# new driftwood carvings



## metal man (Mar 30, 2006)

I've been hard at it for a few months trying to get ready for the Rockport art show and I survived. Here are a few photos of the latest projects. Time to get back to the heat and make a few more.


----------



## bill (May 21, 2004)

I love them! Hard to pick my favorite...leaning towards the tarpon


----------



## Danny O (Apr 14, 2010)

That's a great idea.
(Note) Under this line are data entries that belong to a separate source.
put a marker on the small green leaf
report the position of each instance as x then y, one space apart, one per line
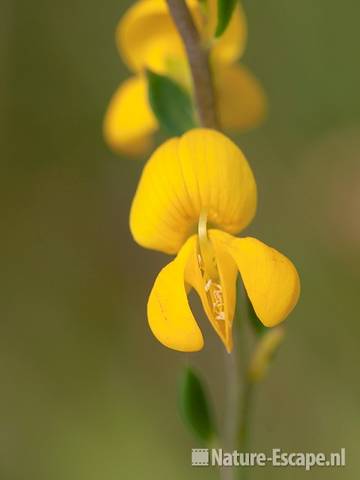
171 104
194 406
258 327
225 10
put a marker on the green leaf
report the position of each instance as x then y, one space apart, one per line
194 406
171 104
225 10
258 327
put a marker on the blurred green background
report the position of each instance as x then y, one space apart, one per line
86 391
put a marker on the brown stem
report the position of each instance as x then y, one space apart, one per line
199 63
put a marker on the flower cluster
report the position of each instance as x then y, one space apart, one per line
197 190
147 39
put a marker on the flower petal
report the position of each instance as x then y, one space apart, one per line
202 170
240 98
228 274
129 121
270 279
169 314
146 36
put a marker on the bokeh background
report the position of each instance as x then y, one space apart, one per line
86 391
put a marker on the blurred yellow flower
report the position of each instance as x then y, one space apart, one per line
147 38
190 183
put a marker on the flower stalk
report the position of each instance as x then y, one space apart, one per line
198 57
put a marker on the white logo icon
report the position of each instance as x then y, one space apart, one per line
200 457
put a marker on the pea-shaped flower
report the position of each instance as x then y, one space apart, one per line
195 192
147 38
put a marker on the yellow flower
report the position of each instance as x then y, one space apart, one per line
147 38
198 180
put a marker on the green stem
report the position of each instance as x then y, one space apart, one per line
198 58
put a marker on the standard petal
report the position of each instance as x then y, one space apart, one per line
225 289
169 314
202 170
146 36
129 121
240 98
270 279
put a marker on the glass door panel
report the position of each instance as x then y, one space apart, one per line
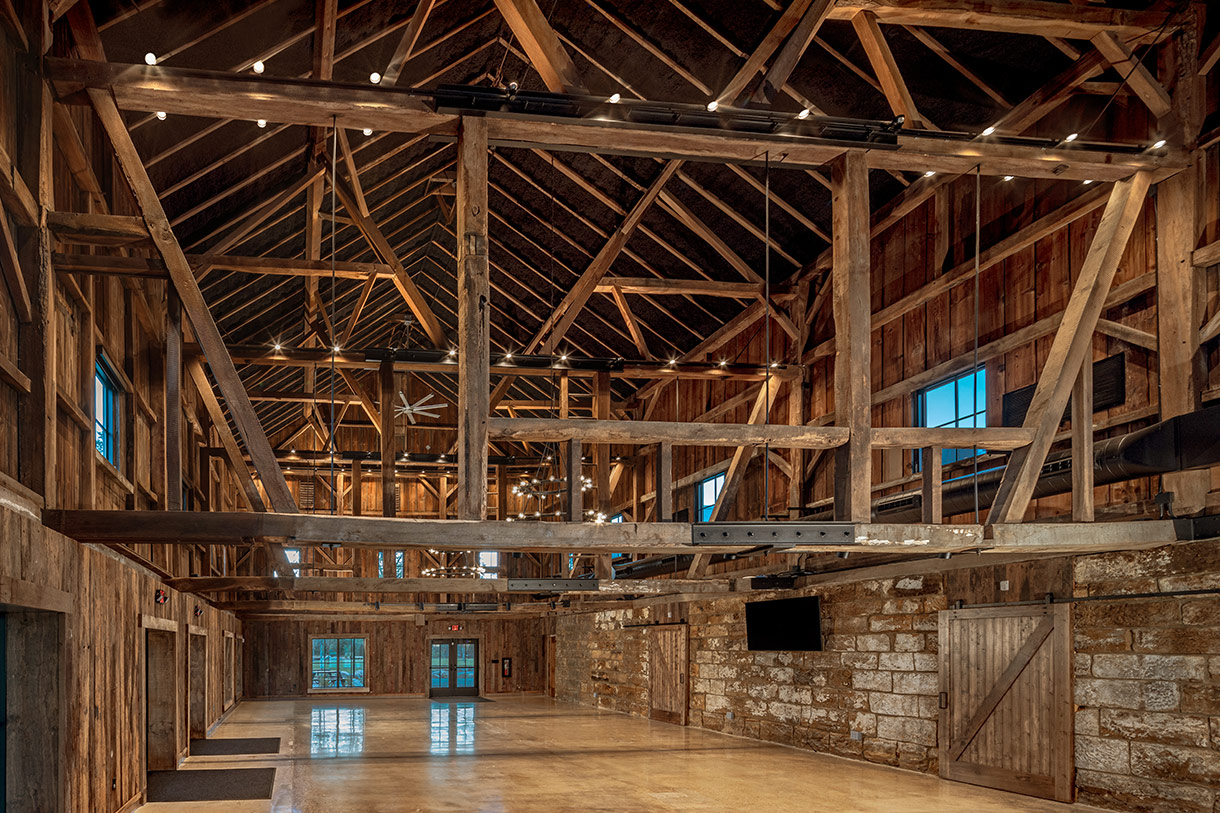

I've never seen those before.


----------



## speckle-catcher (May 20, 2004)

I want the sailfish.


----------



## Viking48 (Jan 24, 2006)

Your talent amazes me.


----------



## beswart (Aug 1, 2010)

AWESOME !


----------



## Tortuga (May 21, 2004)

WOW !!!.. You truly are an 'Artist', Sir...

Kudos to ya !!!!


----------



## trodery (Sep 13, 2006)

As always sir..... BEAUTIFUL WORK!

Do you have a website?


----------



## Robert A. (Jan 8, 2009)

That is some great work!!


----------



## metal man (Mar 30, 2006)

Thanks guys. I'm loving it, just wish I had more time to spend at it, working on making that happen. Keep the chips flying.


----------



## SetDaHook (Oct 21, 2010)

Great work...Keep 'em coming


----------



## WillieT (Aug 25, 2010)

That's great. Wish I had a talent.


----------